Once I was familiar with a few selections, I gave "Danza Maligna" a listen. It not only incorporates Rodriguez's signature missing beat at the end, but uses breaks and pauses much the way Biagi does in a few of his tangos. Very exciting stuff!
Music by: Fernando Randle
Lyrics by: Claudio Frollo
Lyrics (Castellano) can be found HERE.
- Todotango's page on Enrique Rodriguez .
- Check out ArgentineTango.com's section on Basic Metric and Rhythmic Patterns in the Argentine Tango & Dancing the Phrases.
- TejasTango's Article on Learning to Dance Argentine Tango Improvisationally.
- Tango and Chaos's Dancers' Guide to Finding the Music
- Summaries of the styles of various orquestras at Total Tango.
- Several playlists and compilations at Mandragora Tango - including a list of restored Enrique Rodriguez selections.

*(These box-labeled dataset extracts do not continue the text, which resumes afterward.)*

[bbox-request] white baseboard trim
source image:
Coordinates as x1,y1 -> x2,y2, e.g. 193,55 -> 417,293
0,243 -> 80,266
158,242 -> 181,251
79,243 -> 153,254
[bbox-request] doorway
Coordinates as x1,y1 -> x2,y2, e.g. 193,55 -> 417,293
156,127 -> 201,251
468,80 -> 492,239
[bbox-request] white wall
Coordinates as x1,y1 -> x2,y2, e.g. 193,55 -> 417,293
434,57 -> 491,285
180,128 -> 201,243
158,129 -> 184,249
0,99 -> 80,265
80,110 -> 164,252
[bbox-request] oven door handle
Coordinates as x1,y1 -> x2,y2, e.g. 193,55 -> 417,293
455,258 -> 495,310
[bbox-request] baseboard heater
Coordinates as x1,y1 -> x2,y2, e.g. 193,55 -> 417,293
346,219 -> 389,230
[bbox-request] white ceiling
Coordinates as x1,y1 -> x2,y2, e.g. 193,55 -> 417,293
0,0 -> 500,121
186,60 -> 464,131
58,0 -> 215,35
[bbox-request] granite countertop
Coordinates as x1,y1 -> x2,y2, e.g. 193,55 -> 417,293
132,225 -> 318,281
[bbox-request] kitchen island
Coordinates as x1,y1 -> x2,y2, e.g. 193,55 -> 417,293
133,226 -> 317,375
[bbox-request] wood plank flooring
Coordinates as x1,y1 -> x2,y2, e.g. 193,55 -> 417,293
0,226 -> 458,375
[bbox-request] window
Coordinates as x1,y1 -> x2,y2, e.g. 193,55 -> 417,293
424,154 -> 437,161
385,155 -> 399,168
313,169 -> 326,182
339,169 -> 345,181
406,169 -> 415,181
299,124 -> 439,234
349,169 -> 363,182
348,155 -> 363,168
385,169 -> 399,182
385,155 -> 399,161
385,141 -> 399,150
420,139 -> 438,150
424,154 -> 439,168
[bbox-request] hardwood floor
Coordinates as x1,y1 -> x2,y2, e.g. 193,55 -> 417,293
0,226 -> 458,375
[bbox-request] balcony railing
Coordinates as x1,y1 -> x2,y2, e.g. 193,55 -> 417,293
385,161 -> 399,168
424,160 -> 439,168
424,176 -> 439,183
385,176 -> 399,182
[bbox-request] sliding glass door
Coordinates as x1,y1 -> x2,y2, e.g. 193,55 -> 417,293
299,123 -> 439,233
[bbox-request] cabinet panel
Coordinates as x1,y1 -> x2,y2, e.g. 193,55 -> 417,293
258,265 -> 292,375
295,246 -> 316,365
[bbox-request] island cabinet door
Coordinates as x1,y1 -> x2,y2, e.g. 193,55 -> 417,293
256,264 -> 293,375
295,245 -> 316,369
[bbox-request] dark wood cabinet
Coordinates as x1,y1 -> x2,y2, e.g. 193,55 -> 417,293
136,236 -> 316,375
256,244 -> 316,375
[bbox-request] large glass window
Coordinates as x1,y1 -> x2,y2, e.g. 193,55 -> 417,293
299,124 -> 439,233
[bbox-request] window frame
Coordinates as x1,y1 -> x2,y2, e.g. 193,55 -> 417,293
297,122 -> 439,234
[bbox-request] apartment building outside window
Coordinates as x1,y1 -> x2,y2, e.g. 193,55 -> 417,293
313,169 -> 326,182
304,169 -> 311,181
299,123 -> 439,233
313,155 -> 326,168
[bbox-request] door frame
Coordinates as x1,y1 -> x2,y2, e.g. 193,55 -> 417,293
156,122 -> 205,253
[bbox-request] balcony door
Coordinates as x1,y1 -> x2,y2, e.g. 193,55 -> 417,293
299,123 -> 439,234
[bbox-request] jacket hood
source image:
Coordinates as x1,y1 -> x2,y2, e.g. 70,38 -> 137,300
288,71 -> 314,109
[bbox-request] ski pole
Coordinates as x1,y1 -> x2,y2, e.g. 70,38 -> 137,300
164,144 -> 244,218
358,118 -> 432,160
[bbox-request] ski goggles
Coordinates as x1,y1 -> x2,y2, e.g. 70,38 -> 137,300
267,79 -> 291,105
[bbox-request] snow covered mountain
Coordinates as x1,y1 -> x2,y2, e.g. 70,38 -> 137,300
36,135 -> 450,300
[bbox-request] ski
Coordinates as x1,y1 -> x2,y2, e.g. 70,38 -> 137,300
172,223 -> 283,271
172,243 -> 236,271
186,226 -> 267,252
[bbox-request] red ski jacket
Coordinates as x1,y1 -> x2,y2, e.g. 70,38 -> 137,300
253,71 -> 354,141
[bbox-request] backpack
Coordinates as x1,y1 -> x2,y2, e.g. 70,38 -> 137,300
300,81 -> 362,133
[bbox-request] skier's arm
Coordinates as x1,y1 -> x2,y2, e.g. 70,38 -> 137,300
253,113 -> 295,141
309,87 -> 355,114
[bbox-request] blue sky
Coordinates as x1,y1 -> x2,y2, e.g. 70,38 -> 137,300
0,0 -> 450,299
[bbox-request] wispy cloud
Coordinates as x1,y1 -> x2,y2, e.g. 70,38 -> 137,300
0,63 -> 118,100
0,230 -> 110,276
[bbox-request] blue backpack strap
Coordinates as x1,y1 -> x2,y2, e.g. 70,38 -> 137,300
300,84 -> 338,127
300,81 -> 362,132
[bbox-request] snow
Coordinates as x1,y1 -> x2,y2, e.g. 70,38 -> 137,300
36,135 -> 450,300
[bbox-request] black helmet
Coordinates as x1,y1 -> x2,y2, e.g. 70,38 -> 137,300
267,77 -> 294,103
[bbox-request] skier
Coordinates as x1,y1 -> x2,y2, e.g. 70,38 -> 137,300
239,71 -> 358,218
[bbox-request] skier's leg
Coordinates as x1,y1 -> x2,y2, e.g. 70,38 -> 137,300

I love Ney's expression in this video when he realizes too late the last beat is missing. =D
My sense of ending the song on the 7th is a way of having a "signature" of that particular orchestra. Only the greats can get away with that. Better dancers also distinguish themselves by knowing the endings. This is not salsa where the DJ cuts off the end. If I am paying attention, I "play" the last beat in silence and do not take a step. I know Detlef (in the first video) from Germany. I think his partner, Melina, expected the return to the dominant and took him off balance. Actually, sloppy or bad landings are pretty common with many great dancers. Long as they are not pilots, we'll be fine.
Hey Mark, I don't think Melina is to blame for that ending. Detlef surged his upper torso for that last beat. I am guessing he realized a bit too late that the song was missing the last beat and tried to hold position mid-step. Melina simply followed his original intention and was not giving enough time to react to his new "flight plan". ;-)
It is common to take a step to close the feet after the end of a tango or vals--so that dancers are standing in balance. Milongueros do it all the time in BsAs. Dancing one silent beat may be considered a disaster in an exhibition or performance, but it is perfectly acceptable during social dancing.
That's Carlitos... from Chile... =)
Un gran abrazo!!!
(Followed your advice and all was well, wanted to write you about it but I've been crazy busy).